Hindustan Times (Chandigarh)

CM presses for classes from coming session at Mohali medical college

- Ravinder Vasudeva

DIRECTS CHIEF SECRETARY TO ENSURE THAT THINGS ARE IN PLACE BEFORE MCI INSPECTION IN FEB

CHANDIGARH: To ensure that classes at the newly announced medical college in Mohali start from the coming session, chief minister Captain Amarinder Singh has directed chief secretary Karan Avtar Singh to fasttrack the case. This is the fourth government medical college in Punjab.

In the January 21 orders, the CM has instructed the chief secretary to review the project to ensure that formalitie­s of the college are completed before the next inspection of the Medical Council of India (MCI), which is scheduled in February.

The CM’S instructio­ns came after health minister Brahm Mohindra took up the issue with him and blamed the state finance department for creating delay in providing sanctions for the college owing to “routine observatio­ns”.

Mohindra wrote the letter to the CM on January 10 after Hindustan Times highlighte­d how the delay caused by the finance department in providing sanctions could hamper the start of MBBS classes in the college announced by the Amarinder government in its first budget.

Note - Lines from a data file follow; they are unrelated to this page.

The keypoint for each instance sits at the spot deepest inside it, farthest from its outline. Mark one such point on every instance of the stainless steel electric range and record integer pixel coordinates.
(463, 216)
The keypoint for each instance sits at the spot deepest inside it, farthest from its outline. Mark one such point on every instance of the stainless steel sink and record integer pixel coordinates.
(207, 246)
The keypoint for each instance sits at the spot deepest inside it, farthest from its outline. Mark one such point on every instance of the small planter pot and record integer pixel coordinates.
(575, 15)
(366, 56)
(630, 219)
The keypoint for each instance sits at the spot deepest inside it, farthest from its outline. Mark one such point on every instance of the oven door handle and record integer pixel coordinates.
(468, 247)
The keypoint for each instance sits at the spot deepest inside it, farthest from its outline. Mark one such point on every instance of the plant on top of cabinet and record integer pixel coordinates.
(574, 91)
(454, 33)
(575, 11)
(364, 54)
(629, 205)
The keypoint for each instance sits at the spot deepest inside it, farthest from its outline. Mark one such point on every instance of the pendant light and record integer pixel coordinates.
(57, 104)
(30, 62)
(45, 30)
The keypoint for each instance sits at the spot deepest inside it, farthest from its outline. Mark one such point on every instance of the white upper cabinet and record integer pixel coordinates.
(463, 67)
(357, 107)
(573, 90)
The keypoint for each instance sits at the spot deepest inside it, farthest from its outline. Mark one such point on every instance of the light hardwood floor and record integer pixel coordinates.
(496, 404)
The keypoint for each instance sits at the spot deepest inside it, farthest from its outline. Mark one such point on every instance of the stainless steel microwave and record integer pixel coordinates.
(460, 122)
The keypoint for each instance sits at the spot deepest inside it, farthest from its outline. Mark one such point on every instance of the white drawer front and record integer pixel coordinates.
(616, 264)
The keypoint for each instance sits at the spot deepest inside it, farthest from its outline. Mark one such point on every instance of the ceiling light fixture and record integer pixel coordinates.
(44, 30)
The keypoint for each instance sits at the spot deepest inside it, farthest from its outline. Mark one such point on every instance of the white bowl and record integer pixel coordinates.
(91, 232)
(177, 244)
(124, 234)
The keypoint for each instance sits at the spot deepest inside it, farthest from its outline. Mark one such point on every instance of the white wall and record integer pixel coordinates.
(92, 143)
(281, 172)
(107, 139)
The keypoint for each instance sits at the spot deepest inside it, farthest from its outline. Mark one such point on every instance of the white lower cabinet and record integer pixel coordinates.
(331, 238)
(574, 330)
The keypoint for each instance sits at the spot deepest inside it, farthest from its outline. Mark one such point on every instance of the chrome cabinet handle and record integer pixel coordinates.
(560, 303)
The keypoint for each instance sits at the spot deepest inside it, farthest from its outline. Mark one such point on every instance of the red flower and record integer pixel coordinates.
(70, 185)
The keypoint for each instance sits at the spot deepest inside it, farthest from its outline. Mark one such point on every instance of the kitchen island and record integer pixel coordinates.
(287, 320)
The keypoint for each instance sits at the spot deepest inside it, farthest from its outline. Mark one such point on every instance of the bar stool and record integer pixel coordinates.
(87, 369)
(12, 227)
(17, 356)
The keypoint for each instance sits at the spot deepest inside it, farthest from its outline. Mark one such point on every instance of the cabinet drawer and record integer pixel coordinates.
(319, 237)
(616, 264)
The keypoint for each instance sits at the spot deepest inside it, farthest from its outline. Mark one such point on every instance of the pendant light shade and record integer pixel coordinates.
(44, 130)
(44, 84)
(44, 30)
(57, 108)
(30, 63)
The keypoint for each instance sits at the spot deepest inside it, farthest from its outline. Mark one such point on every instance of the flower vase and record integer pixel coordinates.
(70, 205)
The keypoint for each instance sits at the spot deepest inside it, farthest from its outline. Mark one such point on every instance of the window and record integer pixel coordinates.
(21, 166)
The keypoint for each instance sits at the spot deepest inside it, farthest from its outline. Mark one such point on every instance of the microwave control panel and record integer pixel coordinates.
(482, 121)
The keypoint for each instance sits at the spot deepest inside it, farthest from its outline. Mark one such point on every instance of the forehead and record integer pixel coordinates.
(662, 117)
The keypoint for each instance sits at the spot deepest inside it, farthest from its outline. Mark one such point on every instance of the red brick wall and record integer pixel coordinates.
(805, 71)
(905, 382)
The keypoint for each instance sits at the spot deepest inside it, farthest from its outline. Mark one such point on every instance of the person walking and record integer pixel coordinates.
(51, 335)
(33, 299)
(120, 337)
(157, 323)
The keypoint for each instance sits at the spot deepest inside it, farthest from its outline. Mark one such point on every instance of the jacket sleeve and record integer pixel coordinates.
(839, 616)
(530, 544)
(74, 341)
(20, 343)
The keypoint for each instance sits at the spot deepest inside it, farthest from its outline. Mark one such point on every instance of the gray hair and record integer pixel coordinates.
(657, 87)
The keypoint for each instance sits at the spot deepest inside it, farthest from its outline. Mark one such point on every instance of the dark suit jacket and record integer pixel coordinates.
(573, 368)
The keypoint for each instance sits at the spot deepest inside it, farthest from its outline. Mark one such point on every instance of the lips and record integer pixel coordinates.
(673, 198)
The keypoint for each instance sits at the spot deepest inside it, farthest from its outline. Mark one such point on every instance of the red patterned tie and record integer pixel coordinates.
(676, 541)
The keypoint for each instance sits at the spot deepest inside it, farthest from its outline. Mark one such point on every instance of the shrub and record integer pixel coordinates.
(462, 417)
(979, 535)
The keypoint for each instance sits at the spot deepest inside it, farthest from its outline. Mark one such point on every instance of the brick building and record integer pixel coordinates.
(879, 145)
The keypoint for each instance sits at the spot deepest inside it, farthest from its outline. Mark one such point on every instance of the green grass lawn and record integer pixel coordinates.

The sanctions include creation of 168 posts of faculty and 826 posts of paramedics and a few financial provisions, which are pending since August last year.

“The tenders for beds and classrooms stand awarded, but the constructi­on work has hit the roadblock due to non-sanction of posts and funds,” the letter by the health minister to the CM reads.

This medical college was sanctioned in 2014-15 by the Union government but was delayed as the previous SADBJP government could not prepare a detailed project report (DPR).

The Amarinder government submitted the DPR in January 2018 after which the Union government released ₹100 crore out of its total share of ₹113 crore for the project. The Punjab government would share 40% of the total cost of the project (₹76 crore) while the Centre would contribute the remaining 60%.

Though the CM had announced to start the MBBS classes from the coming session, the MCI team that visited the college in November last year rejected it citing lack of infrastruc­ture and non-sanction of posts.

In its proposal to the MCI, the Punjab medical education department sought permission for 100 MBBS seats for the first year.

The college is to come up at the Mohali civil hospital, which the health department claims, already has full-fledged infrastruc­ture.

The panchayat of Jujhar Nagar village situated next to the civil hospital has already donated 10 acres for the medical college.

The government has also ordered to vacate the Punjab Health System Corporatio­n hostel situated next to the civil hospital for the college.